Global Forum on Food Security and Nutrition (FSN Forum)

Adrian Muller

Research Institute of Organic Agriculture FiBL
Switzerland

Section 1:

Example 1 of the matrix: seems very general – I think examples have to be much more concrete to be helpful as an illustration.

Section 2:

On poor data quality, p 19: may add the following: often data is inconsistent, e.g. in spelling of commodities (e.g. “soybeans” and “soyabeans” in different types of FAOSTAT), etc. – this also causes problems. Furthermore, data is sometimes only available in pdf-format or in excel-sheet organised in such a way as to make systematic use by data processing and analysis programs particularly tedious.
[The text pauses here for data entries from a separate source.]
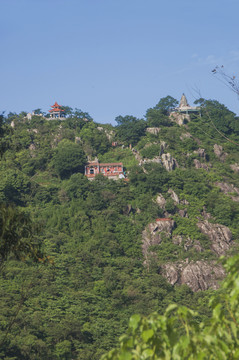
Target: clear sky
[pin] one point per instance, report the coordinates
(115, 57)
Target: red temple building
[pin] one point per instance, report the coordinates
(111, 170)
(57, 112)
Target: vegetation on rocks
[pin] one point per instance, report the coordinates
(73, 270)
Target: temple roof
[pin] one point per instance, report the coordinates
(183, 102)
(56, 107)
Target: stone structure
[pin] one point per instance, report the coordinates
(181, 114)
(111, 170)
(185, 108)
(57, 112)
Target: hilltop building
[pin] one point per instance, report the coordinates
(57, 112)
(111, 170)
(181, 114)
(185, 108)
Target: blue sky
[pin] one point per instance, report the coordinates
(115, 57)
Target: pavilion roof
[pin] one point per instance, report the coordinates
(56, 107)
(183, 102)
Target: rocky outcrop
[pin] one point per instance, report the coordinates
(201, 153)
(161, 201)
(185, 136)
(199, 165)
(218, 151)
(183, 213)
(152, 235)
(154, 130)
(174, 196)
(179, 118)
(229, 188)
(235, 167)
(169, 162)
(199, 275)
(32, 149)
(219, 235)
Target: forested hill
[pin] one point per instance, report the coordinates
(79, 257)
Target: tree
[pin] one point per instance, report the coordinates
(158, 115)
(68, 159)
(166, 104)
(130, 129)
(16, 234)
(177, 335)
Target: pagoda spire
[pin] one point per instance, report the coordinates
(56, 111)
(183, 102)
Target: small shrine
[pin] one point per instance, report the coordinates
(57, 112)
(185, 108)
(181, 114)
(111, 170)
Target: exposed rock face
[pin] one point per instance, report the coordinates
(77, 140)
(199, 275)
(219, 235)
(235, 167)
(152, 234)
(185, 136)
(154, 130)
(228, 188)
(201, 152)
(156, 159)
(32, 149)
(174, 196)
(199, 165)
(218, 151)
(180, 119)
(160, 201)
(169, 162)
(183, 213)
Generally, may also put a focus regarding the data challenges to see some of them as a problem of data science and not too related to food systems – thus improvements could be sourced from the vast expertise in data science any by the help of data experts – with no specific relation to food systems. Thus, also explicitly try to learn from existing large data users on how they solve the data problems – e.g. big data in astronomy, particulate physics, neuroscience; in large companies (Amazon, etc.), in social media companies, etc.

Section 3:

Section 3.1.2 states: «Thus, while technological advances may reduce cost and widen the reach of surveys, the social divide may lead to the underrepresentation of those with poorer digital access and literacy (LeFevre et al., 2021) Policies and interventions that are based on such data generated from skewed sampling are therefore not useful to the unrepresented stakeholders who may have the utmost need for data-driven policy and support (Bell et al., 2017; LeFevre et al., 2021).» - true, but biased sampling is often a key mistake in any data collection and one should be very aware of this also in most traditional approaches for collecting data with the aim to gain a representative picture – as all too often the sampling strategy chosen does not allow this – the new digital devices may add an additional reason for bias to this, but being aware of it, this can be dealt with – what I want to emphasize here: biased sampling is also a problem in all other cases, where no new technologies are involved, and awareness of it needs to be increased also there. – This is taken up in section 3.3.2, so I would refer to 3.3.2 here in 3.1.2, and also vice-versa.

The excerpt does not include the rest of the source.